2

I would like to download daily data from yahoo for the S&P 500, the DJIA, and 30-year T-Bonds, map the data to the proper time zone, and merge them with my own data. I have several questions.

  1. My first problem is getting the tickers right. From yahoo's website, it looks like the tickers are: ^GSPC, ^DJI, and ^TYX. However, ^DJI fails. Any idea why?

  2. My second problem is that I would like to constrain the time zone to GMT (I would like to ensure that all my data is on the same clock, GMT seems like a neutral choice), but I couldn' get it to work.

  3. My third problem is that I would like to merge the yahoo data with my own data, obtained by other means and available in a different format. It is also daily data.

Here is my attempt at constraining the data to the GMT time zone. Executed at the top of my R script.

Sys.setenv(TZ = "GMT")
# > Sys.getenv("TZ")
# [1] "GMT"
# the TZ variable is properly set
# but does not affect the time zone in zoo objects, why?

Here is my code to get the yahoo data:

library("tseries")
library("xts")

date.start <- "1999-12-31"
date.end <- "2013-01-01"

# tickers <- c("GSPC","TYX","DJI")
# DJI Fails, why?
# http://finance.yahoo.com/q?s=%5EDJI
tickers <- c("GSPC","TYX") # proceed without DJI

z <- zoo()
index(z) <- as.Date(format(time(z)),tz="")

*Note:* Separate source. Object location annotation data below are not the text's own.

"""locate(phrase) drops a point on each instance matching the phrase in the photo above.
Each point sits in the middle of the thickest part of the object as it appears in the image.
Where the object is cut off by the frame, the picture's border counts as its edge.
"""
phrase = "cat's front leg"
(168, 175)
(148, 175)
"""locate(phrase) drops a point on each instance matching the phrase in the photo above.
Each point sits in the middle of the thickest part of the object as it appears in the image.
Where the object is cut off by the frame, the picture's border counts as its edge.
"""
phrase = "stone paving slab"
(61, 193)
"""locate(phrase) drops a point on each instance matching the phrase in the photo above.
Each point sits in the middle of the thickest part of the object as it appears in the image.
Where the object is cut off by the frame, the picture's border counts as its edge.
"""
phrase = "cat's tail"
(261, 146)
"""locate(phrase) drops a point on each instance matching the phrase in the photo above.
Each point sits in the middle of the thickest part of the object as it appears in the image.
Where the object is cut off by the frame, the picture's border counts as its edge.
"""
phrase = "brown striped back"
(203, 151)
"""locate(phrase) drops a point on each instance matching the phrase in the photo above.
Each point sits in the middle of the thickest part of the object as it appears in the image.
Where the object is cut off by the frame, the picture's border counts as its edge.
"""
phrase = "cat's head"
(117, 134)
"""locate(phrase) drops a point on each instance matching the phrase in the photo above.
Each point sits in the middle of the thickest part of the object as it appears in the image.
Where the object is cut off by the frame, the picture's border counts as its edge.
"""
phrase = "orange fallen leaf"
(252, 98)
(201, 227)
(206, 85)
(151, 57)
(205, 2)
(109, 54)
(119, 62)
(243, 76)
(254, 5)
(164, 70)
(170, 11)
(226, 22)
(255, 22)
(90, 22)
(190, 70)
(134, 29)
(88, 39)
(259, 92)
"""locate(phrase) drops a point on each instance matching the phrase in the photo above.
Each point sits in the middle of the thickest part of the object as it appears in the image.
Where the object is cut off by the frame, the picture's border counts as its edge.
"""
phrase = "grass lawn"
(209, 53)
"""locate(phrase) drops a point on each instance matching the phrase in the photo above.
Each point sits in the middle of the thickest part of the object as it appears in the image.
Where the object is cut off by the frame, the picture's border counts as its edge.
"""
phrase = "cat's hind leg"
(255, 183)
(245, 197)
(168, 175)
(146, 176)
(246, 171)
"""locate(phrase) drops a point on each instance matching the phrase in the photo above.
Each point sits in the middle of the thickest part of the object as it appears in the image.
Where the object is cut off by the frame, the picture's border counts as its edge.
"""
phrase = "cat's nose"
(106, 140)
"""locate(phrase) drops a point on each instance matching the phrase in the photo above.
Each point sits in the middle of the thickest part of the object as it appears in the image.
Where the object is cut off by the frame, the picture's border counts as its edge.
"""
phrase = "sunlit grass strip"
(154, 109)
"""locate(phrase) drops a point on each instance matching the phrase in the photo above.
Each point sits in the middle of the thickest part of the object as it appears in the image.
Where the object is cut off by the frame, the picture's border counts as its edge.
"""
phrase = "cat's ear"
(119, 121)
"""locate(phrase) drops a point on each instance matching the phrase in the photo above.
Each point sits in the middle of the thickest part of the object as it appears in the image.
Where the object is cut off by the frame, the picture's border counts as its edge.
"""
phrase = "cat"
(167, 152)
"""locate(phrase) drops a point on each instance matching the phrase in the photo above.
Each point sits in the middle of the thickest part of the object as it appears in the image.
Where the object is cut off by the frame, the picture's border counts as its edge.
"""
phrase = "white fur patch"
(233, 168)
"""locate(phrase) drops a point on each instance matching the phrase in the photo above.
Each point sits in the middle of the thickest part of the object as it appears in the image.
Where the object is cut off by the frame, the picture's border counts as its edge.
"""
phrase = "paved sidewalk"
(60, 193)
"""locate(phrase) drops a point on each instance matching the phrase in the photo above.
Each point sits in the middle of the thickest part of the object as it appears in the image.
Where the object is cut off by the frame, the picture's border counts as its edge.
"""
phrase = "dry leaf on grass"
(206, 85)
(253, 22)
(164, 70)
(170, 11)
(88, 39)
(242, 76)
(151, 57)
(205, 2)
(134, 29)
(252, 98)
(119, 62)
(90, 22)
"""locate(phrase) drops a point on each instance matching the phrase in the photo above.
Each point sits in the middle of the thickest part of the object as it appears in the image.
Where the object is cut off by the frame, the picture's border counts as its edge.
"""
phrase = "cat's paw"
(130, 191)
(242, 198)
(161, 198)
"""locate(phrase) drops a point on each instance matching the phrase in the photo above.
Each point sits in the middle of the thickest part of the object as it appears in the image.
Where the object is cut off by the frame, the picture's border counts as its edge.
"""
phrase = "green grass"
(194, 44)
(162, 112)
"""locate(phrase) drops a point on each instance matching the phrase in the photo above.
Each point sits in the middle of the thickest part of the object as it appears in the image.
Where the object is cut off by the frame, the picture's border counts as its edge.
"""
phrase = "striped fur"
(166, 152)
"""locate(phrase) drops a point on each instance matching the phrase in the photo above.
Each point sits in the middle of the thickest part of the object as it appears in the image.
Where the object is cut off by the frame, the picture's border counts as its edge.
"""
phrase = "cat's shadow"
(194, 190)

for ( i in 1:length(tickers) ) 
  { 
     cat("Downloading ", i, " out of ", length(tickers) , "\n")
     x <- try(get.hist.quote(
         instrument = paste0("^",tickers[i])
         , start = date.start
         , end = date.end
         , quote = "AdjClose"
         , provider = "yahoo"
         , origin = "1970-01-01"
         , compression = "d"
         , retclass = "zoo" 
         , quiet = FALSE )
       , silent = FALSE )
     print(x[1:4]) # check that it's not empty
     colnames(x) <- tickers[i]
     z <- try( merge(z,x), silent = TRUE )
}

Here is the dput(head(df)) of my dataset:

df <- structure(list(A = c(-0.011489000171423, -0.00020300000323914, 
0.0430639982223511, 0.0201549995690584, 0.0372899994254112, -0.0183669999241829
), B = c(0.00110999995376915, -0.000153000000864267, 0.0497750006616116, 
0.0337960012257099, 0.014121999964118, 0.0127800004556775), date = c(9861, 
9862, 9863, 9866, 9867, 9868)), .Names = c("A", "B", "date"
), row.names = c("0001-01-01", "0002-01-01", "0003-01-01", "0004-01-01", 
"0005-01-01", "0006-01-01"), class = "data.frame")

I'd like to merge the data in df with the data in z. I can't seem to get it to work.

I am new to R and very much open to your advice about efficiency, best practice, etc.. Thanks.

EDIT: SOLUTIONS

  1. On the first problem: following GSee's suggestions, the Dow Jones Industrial Average data may be downloaded with the quantmod package: thus, instead of the "^DJI" ticker, which is no longer available from yahoo, use the "DJIA" ticker. Note that there is no caret in the "DJIA" ticker.

  2. On the second problem, Joshua Ulrich points out in the comments that "Dates don't have timezones because days don't have a time component."

  3. On the third problem: The data frame appears to have corrupted dates, as pointed out by agstudy in the comments.

My solutions rely on the quantmod package and the attached zoo/xts packages:

library(quantmod)

Here is the code I have used to get proper dates from my csv file:

toDate <- function(x){ as.Date(as.character(x), format("%Y%m%d")) }
dtz <- read.zoo("myData.csv"
  , header = TRUE
  , sep = ","
  , FUN = toDate
)
dtx <- as.xts(dtz)

The dates in the csv file were stored in a single column in the format "19861231". The key to getting correct dates was to wrap the date in "as.character()". Part of this code was inspired from R - Stock market data from csv to xts. I also found the zoo/xts manuals helpful.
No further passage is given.